Data Story

Website : https://radar-gamma.vercel.app/

Run information

Download the missing dataset files, and include them in the project directory following the file structure.

File	Description	Link	Size
`soc-redditHyperlinks-body.tsv`	Network of subreddit-to-subreddit hyperlinks extracted from hyperlinks in the body of the post.	SNAP	304 MB
`soc-redditHyperlinks-title.tsv`	Network of subreddit-to-subreddit hyperlinks extracted from hyperlinks in the title of the post.	SNAP	352 MB
spreadspoke_scores.csv	Scores of all NFL games since 1966	Scores

## Quickstart

# Cloner le dépôt
git clone https://github.com/epfl-ada/ada-2025-project-radar.git
cd ada-2025-project-radar

# Créer un environnement virtuel (Python 3.x)
python3 -m venv .venv

# Activer l’environnement virtuel
# Sous Linux / macOS :
source .venv/bin/activate
# Sous Windows (PowerShell) :
.venv\Scripts\Activate.ps1

# Mettre à jour pip
pip install --upgrade pip

# Installer les dépendances depuis le fichier requirements
pip install -r pip_requirements.txt

Project Structure

The directory structure of new project looks like this:

├── data                        <- Project data files
│
├── src                         <- Source code
│   ├── data                            <- Data directory
│   ├── models                          <- Model directory
│   ├── utils                           <- Utility directory
│   ├── scripts                         <- Shell scripts
│
├── tests                       <- Tests of any kind
│
├── results.ipynb               <- a well-structured notebook showing the results
│
├── .gitignore                  <- List of files ignored by git
├── pip_requirements.txt        <- File for installing python dependencies
└── README.md

Reddit Event Sentiment Analysis

Abstract

In this project, we take on the role of Reddit sociologists aiming to understand how users respond to real-life events. Using the Reddit HyperLink dataset, we seek to uncover hidden links between these events and the sentiment expressed across communities.

We will:

Correlate major events (e.g. financial crashes, elections) with changes in sentiment across different subreddit clusters.
Analyze specific communities, such as economic or political subreddits, to observe how sentiment evolves around relevant real-world events.
Reverse the perspective by testing whether changes in Reddit sentiment can predict upcoming real-life events, such as a sports team losing a game or stock prices dropping.

This project demonstrates how large-scale Reddit interactions can be used as a lens to study collective reactions to real-world events. By linking major societal, political, and economic events to shifts in sentiment across subreddit communities, we show that Reddit is not only a platform for discussion but also a dynamic reflection of public mood and attention. Our analysis highlights how different communities respond in distinct ways to different kinds of events, revealing the role of community structure and shared interests in shaping online discourse.

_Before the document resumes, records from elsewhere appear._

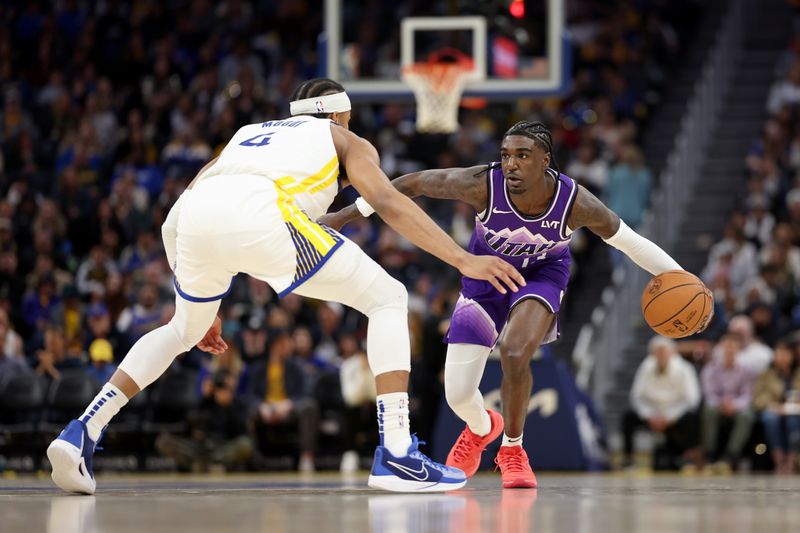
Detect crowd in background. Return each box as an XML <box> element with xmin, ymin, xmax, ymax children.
<box><xmin>623</xmin><ymin>25</ymin><xmax>800</xmax><ymax>474</ymax></box>
<box><xmin>0</xmin><ymin>0</ymin><xmax>700</xmax><ymax>470</ymax></box>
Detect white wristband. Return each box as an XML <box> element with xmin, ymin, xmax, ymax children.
<box><xmin>605</xmin><ymin>220</ymin><xmax>683</xmax><ymax>276</ymax></box>
<box><xmin>356</xmin><ymin>196</ymin><xmax>375</xmax><ymax>218</ymax></box>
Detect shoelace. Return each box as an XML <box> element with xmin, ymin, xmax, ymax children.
<box><xmin>494</xmin><ymin>446</ymin><xmax>527</xmax><ymax>472</ymax></box>
<box><xmin>408</xmin><ymin>433</ymin><xmax>450</xmax><ymax>474</ymax></box>
<box><xmin>94</xmin><ymin>425</ymin><xmax>108</xmax><ymax>452</ymax></box>
<box><xmin>453</xmin><ymin>430</ymin><xmax>481</xmax><ymax>460</ymax></box>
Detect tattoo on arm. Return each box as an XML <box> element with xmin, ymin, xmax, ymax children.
<box><xmin>567</xmin><ymin>185</ymin><xmax>620</xmax><ymax>239</ymax></box>
<box><xmin>392</xmin><ymin>165</ymin><xmax>487</xmax><ymax>211</ymax></box>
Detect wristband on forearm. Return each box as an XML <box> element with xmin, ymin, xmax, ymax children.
<box><xmin>356</xmin><ymin>196</ymin><xmax>375</xmax><ymax>218</ymax></box>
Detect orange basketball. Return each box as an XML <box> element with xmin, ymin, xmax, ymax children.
<box><xmin>642</xmin><ymin>270</ymin><xmax>714</xmax><ymax>339</ymax></box>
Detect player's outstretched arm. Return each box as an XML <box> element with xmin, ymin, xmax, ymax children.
<box><xmin>333</xmin><ymin>128</ymin><xmax>525</xmax><ymax>294</ymax></box>
<box><xmin>567</xmin><ymin>186</ymin><xmax>683</xmax><ymax>276</ymax></box>
<box><xmin>319</xmin><ymin>165</ymin><xmax>489</xmax><ymax>230</ymax></box>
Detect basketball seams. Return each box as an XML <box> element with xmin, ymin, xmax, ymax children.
<box><xmin>681</xmin><ymin>289</ymin><xmax>708</xmax><ymax>338</ymax></box>
<box><xmin>642</xmin><ymin>283</ymin><xmax>702</xmax><ymax>315</ymax></box>
<box><xmin>645</xmin><ymin>291</ymin><xmax>706</xmax><ymax>328</ymax></box>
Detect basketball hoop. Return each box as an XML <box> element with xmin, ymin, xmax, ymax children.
<box><xmin>403</xmin><ymin>48</ymin><xmax>474</xmax><ymax>133</ymax></box>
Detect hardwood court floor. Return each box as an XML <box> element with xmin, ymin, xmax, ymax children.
<box><xmin>0</xmin><ymin>473</ymin><xmax>800</xmax><ymax>533</ymax></box>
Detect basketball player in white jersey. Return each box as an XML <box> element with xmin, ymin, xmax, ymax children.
<box><xmin>47</xmin><ymin>79</ymin><xmax>525</xmax><ymax>494</ymax></box>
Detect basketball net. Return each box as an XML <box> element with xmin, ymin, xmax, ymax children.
<box><xmin>403</xmin><ymin>50</ymin><xmax>473</xmax><ymax>133</ymax></box>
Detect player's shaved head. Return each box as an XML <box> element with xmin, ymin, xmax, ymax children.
<box><xmin>503</xmin><ymin>120</ymin><xmax>558</xmax><ymax>170</ymax></box>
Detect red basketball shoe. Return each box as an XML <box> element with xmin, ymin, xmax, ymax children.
<box><xmin>494</xmin><ymin>446</ymin><xmax>536</xmax><ymax>489</ymax></box>
<box><xmin>445</xmin><ymin>409</ymin><xmax>504</xmax><ymax>477</ymax></box>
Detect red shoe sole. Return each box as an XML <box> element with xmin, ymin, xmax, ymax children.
<box><xmin>445</xmin><ymin>409</ymin><xmax>505</xmax><ymax>478</ymax></box>
<box><xmin>503</xmin><ymin>478</ymin><xmax>537</xmax><ymax>489</ymax></box>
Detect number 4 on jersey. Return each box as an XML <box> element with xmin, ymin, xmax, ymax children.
<box><xmin>239</xmin><ymin>131</ymin><xmax>275</xmax><ymax>146</ymax></box>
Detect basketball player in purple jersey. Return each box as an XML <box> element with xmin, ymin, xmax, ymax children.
<box><xmin>323</xmin><ymin>121</ymin><xmax>681</xmax><ymax>488</ymax></box>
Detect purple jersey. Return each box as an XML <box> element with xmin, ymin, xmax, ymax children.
<box><xmin>446</xmin><ymin>168</ymin><xmax>578</xmax><ymax>348</ymax></box>
<box><xmin>469</xmin><ymin>166</ymin><xmax>577</xmax><ymax>274</ymax></box>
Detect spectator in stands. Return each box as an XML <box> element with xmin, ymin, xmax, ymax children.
<box><xmin>36</xmin><ymin>326</ymin><xmax>84</xmax><ymax>381</ymax></box>
<box><xmin>89</xmin><ymin>339</ymin><xmax>117</xmax><ymax>384</ymax></box>
<box><xmin>700</xmin><ymin>333</ymin><xmax>756</xmax><ymax>472</ymax></box>
<box><xmin>567</xmin><ymin>139</ymin><xmax>608</xmax><ymax>196</ymax></box>
<box><xmin>606</xmin><ymin>144</ymin><xmax>653</xmax><ymax>228</ymax></box>
<box><xmin>0</xmin><ymin>308</ymin><xmax>30</xmax><ymax>390</ymax></box>
<box><xmin>622</xmin><ymin>335</ymin><xmax>701</xmax><ymax>466</ymax></box>
<box><xmin>156</xmin><ymin>371</ymin><xmax>253</xmax><ymax>471</ymax></box>
<box><xmin>0</xmin><ymin>307</ymin><xmax>25</xmax><ymax>360</ymax></box>
<box><xmin>714</xmin><ymin>315</ymin><xmax>772</xmax><ymax>376</ymax></box>
<box><xmin>753</xmin><ymin>342</ymin><xmax>800</xmax><ymax>474</ymax></box>
<box><xmin>242</xmin><ymin>313</ymin><xmax>267</xmax><ymax>366</ymax></box>
<box><xmin>22</xmin><ymin>277</ymin><xmax>60</xmax><ymax>330</ymax></box>
<box><xmin>76</xmin><ymin>245</ymin><xmax>117</xmax><ymax>296</ymax></box>
<box><xmin>248</xmin><ymin>330</ymin><xmax>319</xmax><ymax>472</ymax></box>
<box><xmin>117</xmin><ymin>284</ymin><xmax>161</xmax><ymax>345</ymax></box>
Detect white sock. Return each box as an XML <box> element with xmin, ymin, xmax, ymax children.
<box><xmin>377</xmin><ymin>392</ymin><xmax>411</xmax><ymax>457</ymax></box>
<box><xmin>502</xmin><ymin>432</ymin><xmax>522</xmax><ymax>446</ymax></box>
<box><xmin>444</xmin><ymin>344</ymin><xmax>492</xmax><ymax>437</ymax></box>
<box><xmin>80</xmin><ymin>383</ymin><xmax>128</xmax><ymax>442</ymax></box>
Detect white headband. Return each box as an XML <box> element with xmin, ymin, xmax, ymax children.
<box><xmin>289</xmin><ymin>92</ymin><xmax>350</xmax><ymax>116</ymax></box>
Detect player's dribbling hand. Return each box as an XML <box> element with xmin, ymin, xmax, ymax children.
<box><xmin>459</xmin><ymin>255</ymin><xmax>525</xmax><ymax>294</ymax></box>
<box><xmin>197</xmin><ymin>317</ymin><xmax>228</xmax><ymax>355</ymax></box>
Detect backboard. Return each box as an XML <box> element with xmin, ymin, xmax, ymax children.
<box><xmin>319</xmin><ymin>0</ymin><xmax>571</xmax><ymax>101</ymax></box>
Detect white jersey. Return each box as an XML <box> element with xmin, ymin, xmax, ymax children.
<box><xmin>198</xmin><ymin>116</ymin><xmax>339</xmax><ymax>220</ymax></box>
<box><xmin>176</xmin><ymin>116</ymin><xmax>344</xmax><ymax>301</ymax></box>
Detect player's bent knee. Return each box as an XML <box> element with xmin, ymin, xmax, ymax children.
<box><xmin>444</xmin><ymin>381</ymin><xmax>474</xmax><ymax>410</ymax></box>
<box><xmin>364</xmin><ymin>272</ymin><xmax>408</xmax><ymax>315</ymax></box>
<box><xmin>167</xmin><ymin>316</ymin><xmax>208</xmax><ymax>352</ymax></box>
<box><xmin>500</xmin><ymin>342</ymin><xmax>531</xmax><ymax>363</ymax></box>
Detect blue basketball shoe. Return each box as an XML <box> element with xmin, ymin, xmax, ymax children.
<box><xmin>47</xmin><ymin>420</ymin><xmax>102</xmax><ymax>494</ymax></box>
<box><xmin>367</xmin><ymin>435</ymin><xmax>467</xmax><ymax>492</ymax></box>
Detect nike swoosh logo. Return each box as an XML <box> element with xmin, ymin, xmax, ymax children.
<box><xmin>386</xmin><ymin>461</ymin><xmax>429</xmax><ymax>481</ymax></box>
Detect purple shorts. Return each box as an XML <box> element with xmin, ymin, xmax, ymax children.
<box><xmin>445</xmin><ymin>257</ymin><xmax>570</xmax><ymax>348</ymax></box>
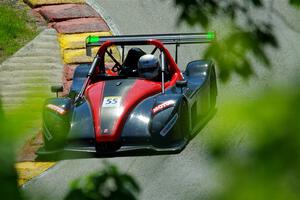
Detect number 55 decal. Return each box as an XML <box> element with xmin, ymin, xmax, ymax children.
<box><xmin>102</xmin><ymin>96</ymin><xmax>122</xmax><ymax>108</ymax></box>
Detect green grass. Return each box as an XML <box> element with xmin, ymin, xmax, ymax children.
<box><xmin>0</xmin><ymin>4</ymin><xmax>38</xmax><ymax>63</ymax></box>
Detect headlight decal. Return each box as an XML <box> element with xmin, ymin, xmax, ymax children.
<box><xmin>46</xmin><ymin>104</ymin><xmax>67</xmax><ymax>115</ymax></box>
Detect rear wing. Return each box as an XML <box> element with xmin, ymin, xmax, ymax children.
<box><xmin>86</xmin><ymin>32</ymin><xmax>215</xmax><ymax>56</ymax></box>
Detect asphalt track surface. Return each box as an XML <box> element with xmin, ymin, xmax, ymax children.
<box><xmin>24</xmin><ymin>0</ymin><xmax>300</xmax><ymax>200</ymax></box>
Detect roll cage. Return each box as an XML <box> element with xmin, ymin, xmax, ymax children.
<box><xmin>75</xmin><ymin>32</ymin><xmax>215</xmax><ymax>102</ymax></box>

Moreover, exploring whether sentiment changes can anticipate real-life outcomes allows us to show even greater correlation between Reddit sentiment/activity and real-life events, as well as showing how collective behaviour can be used to highlight certain causes of an event that allow to detect it before it even happens.

Research Questions

Can major real-life events be correlated to Reddit activity and post sentiment using the Reddit Hyperlink dataset?
Can we predict events of different natures (finance, politics, sports, …) based on sentiment changes in clusters of related subreddits?
Can different metrics from the dataset (fear, anger, number of uppercase characters, etc.) improve sentiment quantification depending on the community type?
Can financial indicators (e.g. S&P500, USD rate, Bitcoin price) be correlated to sentiment in financial subreddits?

Additional Datasets

Reddit Embeddings
Provides pre-computed numerical vectors (embeddings) for each subreddit. Used for clustering subreddits by theme (e.g. finance, politics). We only used this in exploratory analysis of the datset.
S&P 500 and Bitcoin Prices
Used to verify whether spikes in negative sentiment (e.g. anxiety) on finance-related subreddits predict market downturns.
subreddit_list.txt
Parsed from r/ListOfSubreddits wiki to identify themes of 1600 subreddits. Used to label all subreddits after community clustering. We only used this in exploratory analysis of the datset.
spreadscores.csv Used to get the scores of all NFL games
Mean_sentiment_nflteams.csv
Compiled from Convokit (Dataset compiling millions of posts on reddit.) We only used data from the subreddits of 11 NFL teams
nflteams.txt : Compiled by hand, it is just a dictonary mapping NFL team names to their subreddit

Methods

General analysis

Correlating events through spikes in volume

We first identified major real-life events (e.g. NFL, Trump election) and looked for spikes in volume of posts in related subreddits (e.g. r/news, r/politics) around the dates of these events.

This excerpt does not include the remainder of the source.